- Origin: Belfast, Northern Ireland, United Kingdom
- Genre: Punk
- Years active: 1978−1981, 2010−present
- Labels: Punkerama Records, Good Vibrations, Rough Trade, Polydor, Sing Sing Records
- Members: Aidan Murtagh Norman Boyd Gordie Walker John Rossi
- Past members: Paul Maxwell Owen McFadden Andrew Curliss

= Protex =

Punk band from Northern Ireland

Protex are a Belfast punk band which formed in 1978. Their first records were issued on Good Vibrations records. They formed part of the first wave of Belfast punk bands along with label-mates The Undertones and Rudi. The original line-up was Paul Maxwell (bass/vocals), Owen McFadden (drums), David McMaster (guitar/vocals), Aidan Murtagh (guitar/vocals).

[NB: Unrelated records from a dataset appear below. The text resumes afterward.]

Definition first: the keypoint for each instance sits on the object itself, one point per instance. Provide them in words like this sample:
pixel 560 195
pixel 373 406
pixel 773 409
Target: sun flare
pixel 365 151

Protex formed in 1978, inspired by the band members experiencing first-hand The Clash’s landmark visit to Belfast in 1977, when their gig was cancelled at the last minute due to insurance problems. The Clash’s Belfast visit in 1977 is considered by many, including Good Vibrations' Terri Hooley, to be the catalyst for the punk movement in Northern Ireland. Protex was influenced by The Clash and took their original name, Protex Blue, from an album track on The Clash's eponymous debut album. The band did not realise the Clash song was about condoms.

Protex's debut live performance was in 1978 at Knock Methodist Church Hall in Belfast. Shortly after the show they shortened their name to Protex to avoid any confusion about being a blues band. They performed around Belfast and eventually secured a radio session with local station Downtown Radio. By regular gigging around the city the band soon came to the attention of Terri Hooley who they initially met at a gig at the Glenmachan Hotel in Belfast. Hooley prompted them to record a three track debut 45 which he released on his Good Vibrations record label in November 1978 as issue GOT6. The Belfast label had previously released singles by Rudi, Victim, The Outcasts and The Undertones. The single was later re-released on London-based Rough Trade Records.

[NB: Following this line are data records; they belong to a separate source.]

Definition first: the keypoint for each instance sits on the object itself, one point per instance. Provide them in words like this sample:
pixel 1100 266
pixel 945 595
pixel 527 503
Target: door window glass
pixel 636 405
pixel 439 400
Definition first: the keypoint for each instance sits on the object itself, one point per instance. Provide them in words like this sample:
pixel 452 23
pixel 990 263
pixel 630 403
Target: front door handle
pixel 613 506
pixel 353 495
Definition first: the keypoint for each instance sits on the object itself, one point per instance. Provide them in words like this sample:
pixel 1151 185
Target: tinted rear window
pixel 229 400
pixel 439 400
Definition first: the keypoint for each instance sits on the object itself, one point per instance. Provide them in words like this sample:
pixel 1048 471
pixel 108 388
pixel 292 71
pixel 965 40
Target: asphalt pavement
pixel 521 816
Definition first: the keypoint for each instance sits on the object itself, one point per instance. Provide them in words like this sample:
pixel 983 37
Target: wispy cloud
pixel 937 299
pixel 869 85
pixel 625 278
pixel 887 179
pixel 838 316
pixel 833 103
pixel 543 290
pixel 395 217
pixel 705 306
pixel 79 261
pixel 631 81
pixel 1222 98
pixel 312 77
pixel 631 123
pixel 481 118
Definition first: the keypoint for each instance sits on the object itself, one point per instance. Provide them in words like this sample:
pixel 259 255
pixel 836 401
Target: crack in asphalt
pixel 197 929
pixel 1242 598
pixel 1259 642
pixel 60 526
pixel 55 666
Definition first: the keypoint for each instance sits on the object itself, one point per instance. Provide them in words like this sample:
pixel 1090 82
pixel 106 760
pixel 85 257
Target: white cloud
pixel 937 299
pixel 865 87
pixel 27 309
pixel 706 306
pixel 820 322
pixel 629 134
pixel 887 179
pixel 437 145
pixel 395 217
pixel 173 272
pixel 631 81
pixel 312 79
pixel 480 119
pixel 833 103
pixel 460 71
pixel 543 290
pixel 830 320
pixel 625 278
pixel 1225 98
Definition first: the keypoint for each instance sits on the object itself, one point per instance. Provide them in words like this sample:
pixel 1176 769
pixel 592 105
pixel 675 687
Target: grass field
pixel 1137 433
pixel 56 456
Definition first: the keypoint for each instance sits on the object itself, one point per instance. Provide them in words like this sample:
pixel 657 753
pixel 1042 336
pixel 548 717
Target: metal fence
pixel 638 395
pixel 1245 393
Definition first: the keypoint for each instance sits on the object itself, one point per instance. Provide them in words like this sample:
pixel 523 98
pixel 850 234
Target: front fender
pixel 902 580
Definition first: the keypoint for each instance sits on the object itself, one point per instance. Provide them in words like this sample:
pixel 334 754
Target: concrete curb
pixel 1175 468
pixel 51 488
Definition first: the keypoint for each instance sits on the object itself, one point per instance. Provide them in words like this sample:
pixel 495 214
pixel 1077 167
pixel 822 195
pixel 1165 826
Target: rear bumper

Following good reviews from the NME writer Tony Parsons, and more radio air play the band secured a BBC Radio 1 session for the Kid Jensen show. This led to interest from Polydor Records who signed the band. The band were all still in sixth form at school when A&R men came over from London to see them play live at Chester’s in Portrush. At Easter 1979, Protex went to London to record their debut single for Polydor, "I Can't Cope".

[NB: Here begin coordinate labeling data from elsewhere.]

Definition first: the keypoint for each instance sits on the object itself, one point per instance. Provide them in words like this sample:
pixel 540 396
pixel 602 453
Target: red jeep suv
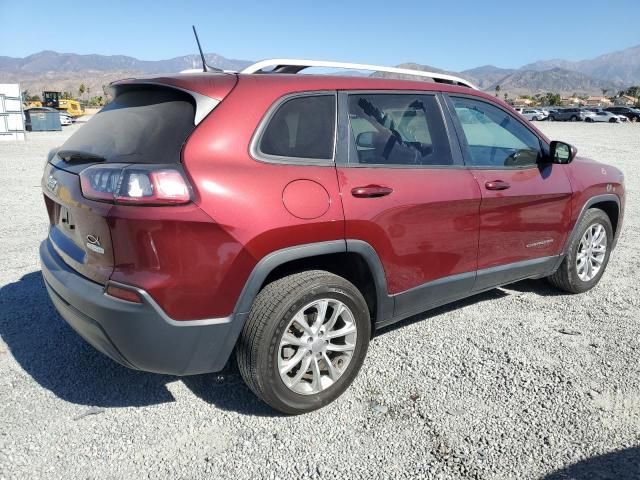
pixel 286 217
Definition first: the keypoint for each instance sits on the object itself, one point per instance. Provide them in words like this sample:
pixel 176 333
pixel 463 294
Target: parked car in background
pixel 604 116
pixel 265 214
pixel 534 115
pixel 632 114
pixel 568 114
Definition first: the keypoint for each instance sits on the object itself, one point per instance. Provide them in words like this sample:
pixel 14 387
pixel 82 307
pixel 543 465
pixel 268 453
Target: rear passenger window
pixel 302 127
pixel 494 137
pixel 397 129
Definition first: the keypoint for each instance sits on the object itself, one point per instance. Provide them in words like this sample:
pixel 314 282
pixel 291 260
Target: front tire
pixel 588 254
pixel 304 341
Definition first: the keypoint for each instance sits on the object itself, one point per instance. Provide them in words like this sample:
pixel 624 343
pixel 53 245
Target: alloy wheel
pixel 317 346
pixel 591 252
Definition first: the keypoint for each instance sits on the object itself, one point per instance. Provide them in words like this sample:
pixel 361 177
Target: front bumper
pixel 138 336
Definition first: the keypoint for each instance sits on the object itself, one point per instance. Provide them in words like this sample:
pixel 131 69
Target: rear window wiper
pixel 74 156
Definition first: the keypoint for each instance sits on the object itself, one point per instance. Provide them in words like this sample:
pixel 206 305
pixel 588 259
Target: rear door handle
pixel 371 191
pixel 497 185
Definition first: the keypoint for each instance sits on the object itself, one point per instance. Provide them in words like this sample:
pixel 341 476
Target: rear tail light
pixel 135 184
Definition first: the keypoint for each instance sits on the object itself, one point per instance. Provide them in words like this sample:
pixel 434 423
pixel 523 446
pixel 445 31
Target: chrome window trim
pixel 254 145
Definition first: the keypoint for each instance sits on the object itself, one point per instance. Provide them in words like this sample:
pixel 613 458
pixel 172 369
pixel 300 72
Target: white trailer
pixel 11 116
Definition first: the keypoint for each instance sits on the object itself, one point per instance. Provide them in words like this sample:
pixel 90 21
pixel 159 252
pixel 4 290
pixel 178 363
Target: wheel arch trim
pixel 279 257
pixel 607 197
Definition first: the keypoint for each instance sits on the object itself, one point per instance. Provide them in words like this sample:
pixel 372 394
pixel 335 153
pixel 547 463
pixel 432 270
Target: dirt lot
pixel 519 382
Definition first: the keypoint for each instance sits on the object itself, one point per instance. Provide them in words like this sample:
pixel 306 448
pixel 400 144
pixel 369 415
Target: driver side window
pixel 495 138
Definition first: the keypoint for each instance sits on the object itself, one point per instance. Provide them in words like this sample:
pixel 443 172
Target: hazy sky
pixel 454 35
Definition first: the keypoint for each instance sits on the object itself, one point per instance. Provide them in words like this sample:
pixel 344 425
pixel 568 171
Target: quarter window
pixel 302 127
pixel 397 129
pixel 495 138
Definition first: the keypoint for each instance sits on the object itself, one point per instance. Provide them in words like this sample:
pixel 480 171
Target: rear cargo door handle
pixel 371 191
pixel 497 185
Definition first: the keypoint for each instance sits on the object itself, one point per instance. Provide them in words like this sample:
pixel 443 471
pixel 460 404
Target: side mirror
pixel 561 152
pixel 365 140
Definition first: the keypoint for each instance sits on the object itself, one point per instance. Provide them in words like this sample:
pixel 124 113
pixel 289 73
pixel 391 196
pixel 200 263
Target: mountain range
pixel 48 70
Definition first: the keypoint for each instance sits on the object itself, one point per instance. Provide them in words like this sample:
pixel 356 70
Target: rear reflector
pixel 123 293
pixel 135 184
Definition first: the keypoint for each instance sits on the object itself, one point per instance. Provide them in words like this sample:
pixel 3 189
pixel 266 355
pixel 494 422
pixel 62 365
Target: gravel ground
pixel 519 382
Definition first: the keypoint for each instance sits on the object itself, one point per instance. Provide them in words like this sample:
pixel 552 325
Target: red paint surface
pixel 195 259
pixel 306 199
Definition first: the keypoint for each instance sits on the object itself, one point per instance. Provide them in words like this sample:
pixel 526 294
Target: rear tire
pixel 274 338
pixel 569 277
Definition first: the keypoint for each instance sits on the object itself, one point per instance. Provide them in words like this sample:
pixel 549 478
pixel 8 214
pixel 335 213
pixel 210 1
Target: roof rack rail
pixel 293 65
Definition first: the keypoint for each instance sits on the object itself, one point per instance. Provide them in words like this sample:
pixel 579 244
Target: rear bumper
pixel 138 336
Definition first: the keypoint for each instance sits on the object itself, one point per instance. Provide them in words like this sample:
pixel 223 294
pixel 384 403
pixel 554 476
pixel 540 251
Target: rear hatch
pixel 144 124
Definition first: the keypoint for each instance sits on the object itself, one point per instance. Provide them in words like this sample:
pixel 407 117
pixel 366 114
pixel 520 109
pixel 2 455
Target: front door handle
pixel 497 185
pixel 371 191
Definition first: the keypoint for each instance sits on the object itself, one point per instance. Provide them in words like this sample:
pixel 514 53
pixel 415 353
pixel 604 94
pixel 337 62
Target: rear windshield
pixel 141 125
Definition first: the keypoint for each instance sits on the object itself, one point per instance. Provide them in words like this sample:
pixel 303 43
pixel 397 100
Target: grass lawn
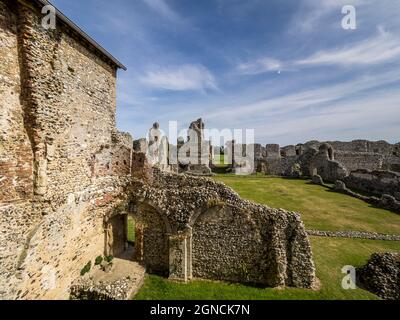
pixel 320 208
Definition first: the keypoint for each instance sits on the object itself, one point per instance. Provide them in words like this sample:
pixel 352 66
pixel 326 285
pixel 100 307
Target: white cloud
pixel 383 48
pixel 320 98
pixel 260 66
pixel 312 12
pixel 163 9
pixel 181 78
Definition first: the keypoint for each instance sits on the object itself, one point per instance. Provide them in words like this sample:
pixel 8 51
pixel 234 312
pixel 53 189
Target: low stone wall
pixel 381 275
pixel 385 202
pixel 354 235
pixel 376 182
pixel 356 160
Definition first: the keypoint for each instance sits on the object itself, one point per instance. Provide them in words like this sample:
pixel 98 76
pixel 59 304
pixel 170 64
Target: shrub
pixel 86 268
pixel 98 260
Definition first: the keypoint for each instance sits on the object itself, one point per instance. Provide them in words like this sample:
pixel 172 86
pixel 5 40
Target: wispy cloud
pixel 259 66
pixel 187 77
pixel 319 98
pixel 163 9
pixel 383 48
pixel 311 14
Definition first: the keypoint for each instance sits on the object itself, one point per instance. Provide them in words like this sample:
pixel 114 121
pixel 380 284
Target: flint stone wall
pixel 62 163
pixel 376 182
pixel 216 235
pixel 381 275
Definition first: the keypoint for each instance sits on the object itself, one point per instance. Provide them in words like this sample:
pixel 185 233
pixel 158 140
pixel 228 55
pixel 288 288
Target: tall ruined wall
pixel 229 247
pixel 217 235
pixel 15 148
pixel 61 159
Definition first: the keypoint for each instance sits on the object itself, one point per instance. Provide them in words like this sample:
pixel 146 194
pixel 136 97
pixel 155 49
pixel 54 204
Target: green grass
pixel 320 208
pixel 330 255
pixel 131 229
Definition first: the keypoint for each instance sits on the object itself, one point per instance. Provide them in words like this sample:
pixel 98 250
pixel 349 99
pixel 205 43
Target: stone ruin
pixel 69 180
pixel 361 165
pixel 195 227
pixel 191 157
pixel 381 275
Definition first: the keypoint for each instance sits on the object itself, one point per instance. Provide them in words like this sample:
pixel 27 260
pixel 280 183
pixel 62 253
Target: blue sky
pixel 285 68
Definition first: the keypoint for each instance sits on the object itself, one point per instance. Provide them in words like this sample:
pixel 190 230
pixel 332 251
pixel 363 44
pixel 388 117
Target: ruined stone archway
pixel 152 230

Protex landed a UK support slot on an Adam and the Ants UK tour. The band members then moved to London and set up base at the Chessington house, once the residence of Genesis and the Boomtown Rats. "I Can Only Dream" was the next single released by Polydor. It was produced by Chas Chandler. Protex opened for the Boomtown Rats on their UK tour and on further tours in America and Canada in 1980. Three songs from the band's New York City concert at the Hurrah Club were filmed by John T Davis and made into a short film entitled Shellshock Rock. Protex's final release for Polydor was the single "A Place In Your Heart", after which they were dropped by the label. The band did farewell shows at the Pound Club in Belfast before splitting in 1981.

In 2010, New York label Sing Sing Records unearthed unreleased Polydor recordings for an album that never happened, and released them on vinyl as Strange Obsessions. This prompted renewed interest in the band. Original members Aidan Murtagh and David McMaster reformed the band with new members Norman Boyd on bass and Gordie Walker on drums. However, prior to Norman Boyd's addition in 2013, the reformed Protex played for a period of three years with the line up of Aidan Murtagh (vocals, guitar), David McMaster (guitar, vocals), Gordie Walker (drums) and Andrew Curliss (bass, vocals). This lineup completed two short tours in Spain and Japan in 2013. A live album was released following the latter Japan tour. Although having played on this album, for unknown reasons Andrew Curliss was never credited on the CD. In 2017, the band's current line-up was completed with the addition of Nine Lies bassist John Rossi.